"I will speak to Mr. Walton," said Miss Clare; and left her.

The next morning she was discharged, at the request of my husband, who brought her home with him.

Sympathy with the mother-passion in her bosom had melted away all my resentment. She was a fine young woman, of about five and twenty, though her weather-browned complexion made her look at first much older. With the help of the servants, I persuaded her to have a bath, during which they removed her clothes, and substituted others. She objected to putting them on; seemed half-frightened at them, as if they might involve some shape of bondage, and begged to have her own again. At last Jemima, who, although so sparingly provided with brains, is not without genius, prevailed upon her, insisting that her little girl would turn away from her if she wasn't well dressed, for she had been used to see ladies about her. With a deep sigh, she yielded; begging, however, to have her old garments restored to her.

She had brought with her a small bundle, tied up in a cotton handkerchief; and from it she now took a scarf of red silk, and twisted it up with her black hair in a fashion I had never seen before. In this head-dress she had almost a brilliant look; while her carriage had a certain dignity hard of association with poverty—not inconsistent, however, with what I have since learned about the gypsies. My husband admired her even more than I did, and made a very good sketch of her. Her eyes were large and dark—unquestionably fine; and if there was not much of the light of thought in them, they had a certain wildness which in a measure made up for the want. She had rather a Spanish than an Eastern look, I thought, with an air of defiance that prevented me from feeling at ease with her; but in the presence of Miss Clare she seemed humbler, and answered her questions more readily than ours. If Ethel was in the room, her eyes would be constantly wandering after her, with a wistful, troubled, eager look. Surely, the mother-passion must have infinite relations and destinies.

As I was unable to leave home, my father persuaded Miss Clare to accompany him and help him to take charge of her. I confess it was a relief to me when she left the house; for though I wanted to be as kind to her as I could, I felt considerable discomfort in her presence.

When Miss Clare returned, the next day but one, I found she had got from her the main points of her history, fully justifying previous conjectures of my father's, founded on what he knew of the character and customs of the gypsies.

She belonged to one of the principal gypsy families in this country. The fact that they had no settled habitation, but lived in tents, like Abraham and Isaac, had nothing to do with poverty. The silver buttons on her father's coat, were, she said, worth nearly twenty pounds; and when a friend of any distinction came to tea with them, they spread a table-cloth of fine linen on the grass, and set out upon it the best of china, and a tea-service of hall-marked silver. She said her friends—as much as any gentleman in the land—scorned stealing; and affirmed that no real gypsy would "risk his neck for his belly," except he were driven by hunger. All her family could read, she said, and carried a big Bible about with them.
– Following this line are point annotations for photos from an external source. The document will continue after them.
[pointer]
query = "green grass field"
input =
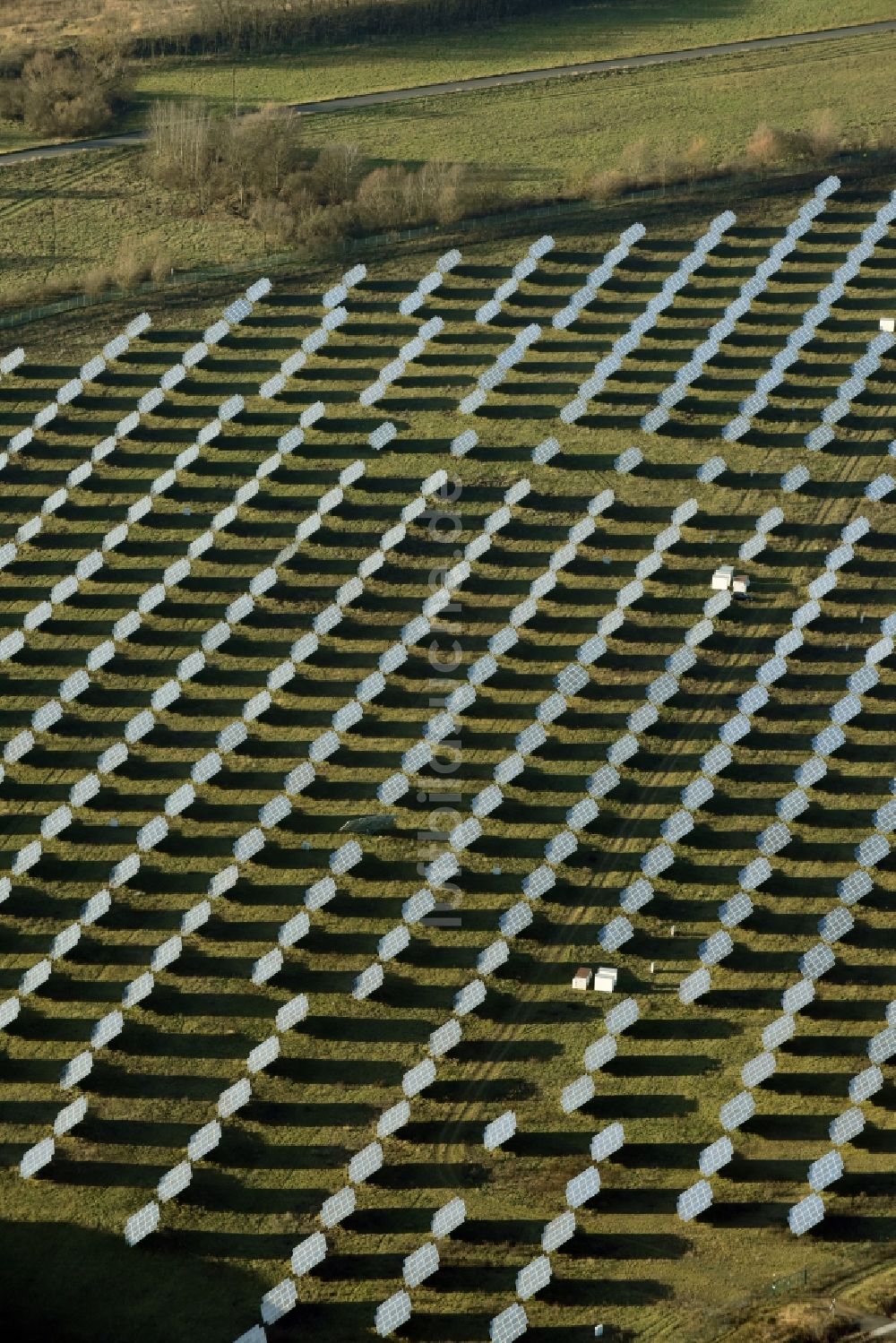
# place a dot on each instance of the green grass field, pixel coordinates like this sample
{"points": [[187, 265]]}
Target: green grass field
{"points": [[590, 31], [538, 137], [584, 32], [532, 142], [632, 1262]]}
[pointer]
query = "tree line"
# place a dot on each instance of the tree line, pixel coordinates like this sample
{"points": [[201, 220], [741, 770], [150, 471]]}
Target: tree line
{"points": [[257, 168], [643, 164]]}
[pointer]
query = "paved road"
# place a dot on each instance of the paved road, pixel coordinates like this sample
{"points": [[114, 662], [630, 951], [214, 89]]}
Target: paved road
{"points": [[589, 67]]}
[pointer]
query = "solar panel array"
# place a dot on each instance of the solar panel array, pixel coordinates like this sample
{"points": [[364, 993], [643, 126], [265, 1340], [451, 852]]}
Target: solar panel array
{"points": [[271, 820]]}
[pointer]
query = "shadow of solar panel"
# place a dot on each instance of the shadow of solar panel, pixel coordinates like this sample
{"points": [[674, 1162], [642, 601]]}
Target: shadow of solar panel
{"points": [[642, 719], [635, 895], [599, 1053], [622, 748], [872, 850], [735, 911], [715, 949], [758, 1069], [392, 1119], [576, 1095], [716, 1155], [774, 839], [445, 1037], [836, 925], [621, 1017], [582, 814], [616, 934], [694, 985], [657, 860], [780, 1031], [339, 1206], [368, 982], [754, 874]]}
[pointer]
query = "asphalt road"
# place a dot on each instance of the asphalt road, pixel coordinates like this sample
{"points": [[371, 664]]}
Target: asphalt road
{"points": [[589, 67]]}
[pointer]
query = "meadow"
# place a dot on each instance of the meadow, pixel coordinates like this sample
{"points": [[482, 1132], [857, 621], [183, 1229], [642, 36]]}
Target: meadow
{"points": [[589, 31], [228, 1237], [532, 142]]}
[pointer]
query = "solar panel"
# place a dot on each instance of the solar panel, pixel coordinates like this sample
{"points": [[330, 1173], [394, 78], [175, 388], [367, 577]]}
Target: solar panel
{"points": [[883, 1045], [392, 1119], [174, 1182], [37, 1158], [576, 1095], [339, 1206], [798, 995], [142, 1224], [137, 990], [583, 1186], [694, 1201], [419, 1077], [855, 887], [234, 1098], [500, 1131], [806, 1214], [533, 1278], [629, 460], [392, 1313], [694, 985], [421, 1264], [885, 818], [847, 1127], [96, 907], [716, 1155], [571, 680], [508, 1326], [828, 740], [203, 1141], [367, 982]]}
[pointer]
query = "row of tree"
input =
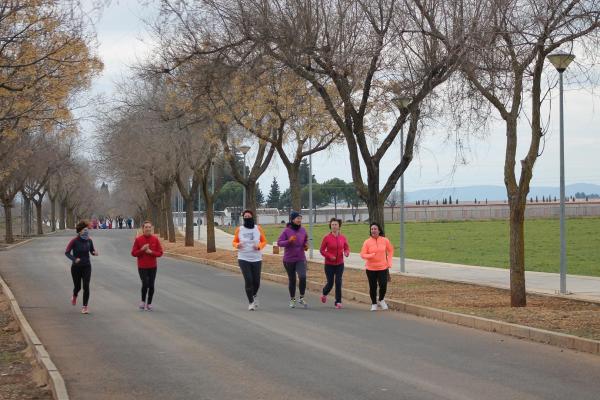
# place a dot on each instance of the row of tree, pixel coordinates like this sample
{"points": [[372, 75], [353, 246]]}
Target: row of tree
{"points": [[46, 62], [295, 78]]}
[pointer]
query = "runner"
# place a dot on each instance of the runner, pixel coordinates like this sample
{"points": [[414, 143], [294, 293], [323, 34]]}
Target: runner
{"points": [[78, 251], [377, 251], [249, 240], [147, 249], [295, 242], [334, 247]]}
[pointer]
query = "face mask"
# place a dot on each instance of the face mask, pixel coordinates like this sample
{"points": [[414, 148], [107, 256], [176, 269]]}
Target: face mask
{"points": [[249, 223]]}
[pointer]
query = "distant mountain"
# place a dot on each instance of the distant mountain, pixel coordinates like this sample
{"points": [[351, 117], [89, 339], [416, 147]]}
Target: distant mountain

One summer they were encamped for several months in the neighborhood of Edinburgh, making horn-spoons and baskets, and some of them working in tin. There they were visited by a clergyman, who talked and read the Bible to them, and prayed with them. But all their visitors were not of the same sort with him. One of them was a young fellow of loose character, a clerk in the city, who, attracted by her appearance, prevailed upon her to meet him often. She was not then eighteen. Any aberration from the paths of modesty is exceedingly rare among the gypsies, and regarded with severity; and her father, hearing of this, gave her a terrible punishment with the whip he used in driving his horses. In terror of what would follow when the worst came to be known, she ran away; and, soon forsaken by her so-called lover, wandered about, a common vagrant, until her baby was born—under the stars, on a summer night, in a field of long grass.

For some time she wandered up and down, longing to join some tribe of her own people, but dreading unspeakably the disgrace of her motherhood. At length, having found a home for her child, she associated herself with a gang of gypsies of inferior character, amongst whom she had many hardships to endure. Things, however, bettered a little after one of their number was hanged for stabbing a cousin, and her position improved. It was not, however, any intention of carrying off her child to share her present lot, but the urgings of mere mother-hunger for a sight of her, that drove her to the Hall. When she had succeeded in enticing her out of sight of the house, however, the longing to possess her grew fierce; and braving all consequences, or rather, I presume, unable to weigh them, she did carry her away. Foiled in this attempt, and seeing that her chances of future success in any similar one were diminished by it, she sought some other plan. Learning that one of the family was married, and had removed to London, she succeeded, through gypsy acquaintances who lodged occasionally near Tottenham Court Road, in finding out where we lived, and carried off Ethel with the vague intent, as we had rightly conjectured, of using her as a means for the recovery of her own child.

Theodora was now about seven years of age—almost as wild as ever. Although tolerably obedient, she was not nearly so much so as the other children had been at her age; partly, perhaps, because my father could not bring himself to use that severity to the child of other people with which he had judged it proper to treat his own.